By Dan Winegar, Ranger at Starwoods Outdoor Center
This summer, we had a group of Cadettes and older utilize our climbing tower. I, along with Program Director Jen Arnold and Miriam Fiering of Girl Experience, facilitated the zip line for the girls. We had sent 10 or so girls down when this little girl came up the stairs. Rachel was about 4 feet tall with dark hair and glasses. As Jen clipped her into the lifeline tether at the top of the stairs, we could tell she was a bit nervous. Jen instructed her to take her time and just enjoy the view for a bit.
When she was ready, Jen told her, “Ok, look at Dan and walk over to him, and he will take care of you." She gripped her trolley tightly and slowly shuffled her feet toward me. I asked, "What is your name?" She replied with a whimper in her voice, "I'm Rachel." I said, "Rachel, it's nice to meet you. I'm Dan." I asked for her trolley and told her to hang onto the railing and I would be right back with her after I attached her trolley to the zip cable.
As I turned back to her, I asked her if she was ready to step out to me on the platform. As we stood there, I told her if she wanted to, she could change her mind and go back down. I told her we were already proud of her for making it this far!
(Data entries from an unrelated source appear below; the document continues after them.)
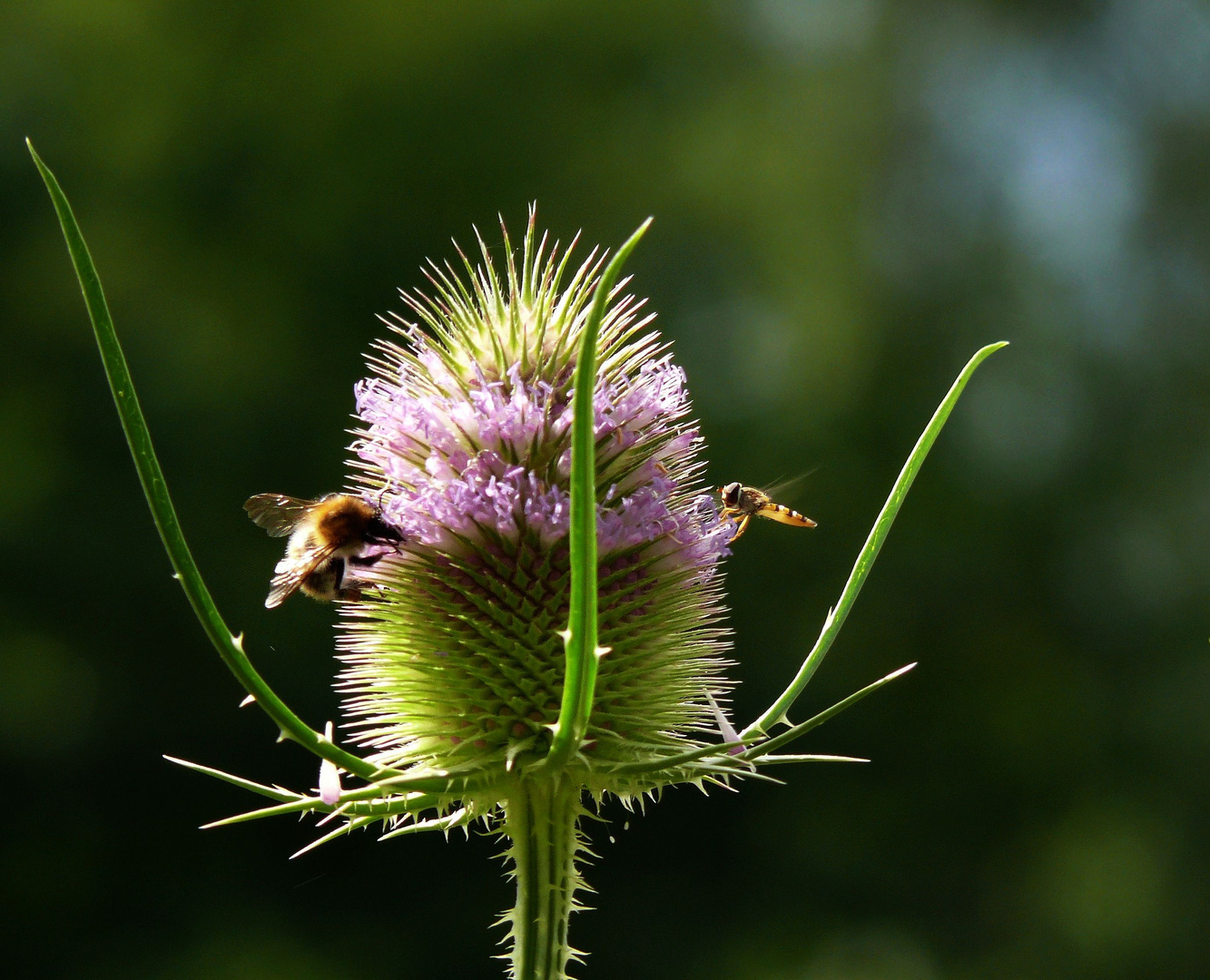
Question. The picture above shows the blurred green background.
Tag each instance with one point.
(851, 198)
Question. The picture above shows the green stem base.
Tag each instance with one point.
(540, 823)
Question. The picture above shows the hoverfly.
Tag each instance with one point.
(742, 504)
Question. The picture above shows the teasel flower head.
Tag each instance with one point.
(454, 660)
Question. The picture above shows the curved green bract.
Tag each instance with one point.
(139, 439)
(580, 638)
(871, 550)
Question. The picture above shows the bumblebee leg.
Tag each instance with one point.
(364, 562)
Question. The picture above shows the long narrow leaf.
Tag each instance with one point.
(835, 620)
(138, 437)
(272, 793)
(580, 638)
(765, 748)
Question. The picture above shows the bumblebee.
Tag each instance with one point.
(742, 504)
(327, 536)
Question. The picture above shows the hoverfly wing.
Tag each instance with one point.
(277, 514)
(291, 573)
(789, 488)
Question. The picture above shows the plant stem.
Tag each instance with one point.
(580, 638)
(540, 822)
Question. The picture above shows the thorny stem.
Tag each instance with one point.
(540, 822)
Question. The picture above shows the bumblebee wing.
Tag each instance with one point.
(277, 514)
(783, 514)
(291, 573)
Rachel told me she still wanted to do it. I told her at this point I would need her help. With her only being 4 feet tall, I told her I would need her to reach up to the trolley and help me lift her up so I could clip her into the trolley. As she strained to pull herself up, I was able to clip her back-up tether and main tether into the trolley. I could tell this process had rattled her a bit, and I reassured her she was completely safe. I joked and told her we could send an elephant down this line if we had a harness big enough. She half-smiled.
Rachel's legs weren't long enough to reach the platform. She said, "Please don't let me go yet." I said, “Rachel, I'm not letting you go until you tell me you are ready. Remember, at any time, you can go back down the stairs instead of zipping." She said in a soft voice, "I just want to take a few minutes." I told her to take as much time as she needed. I radioed down to Miriam and made sure she was ready at the landing deck. Rachel was still visibly rattled as I went through my final checks.
As I looked at Rachel’s face, a single tear rolled down her cheek. I said, "Rachel, remember you don't have to do this. It is completely your choice."
She looked back at me and said, "I'm ready. Let me go."
I let go of her trolley, and she was off. I was so proud of her. I have never seen such courage in such a little girl. I found Rachel as she came back from the landing deck and asked her how her ride was. She said triumphantly, "That was so much fun!"
These opportunities we offer through Girl Scouts truly have an impact on the girls we serve. I know Rachel's courage had an impact on me I will never forget.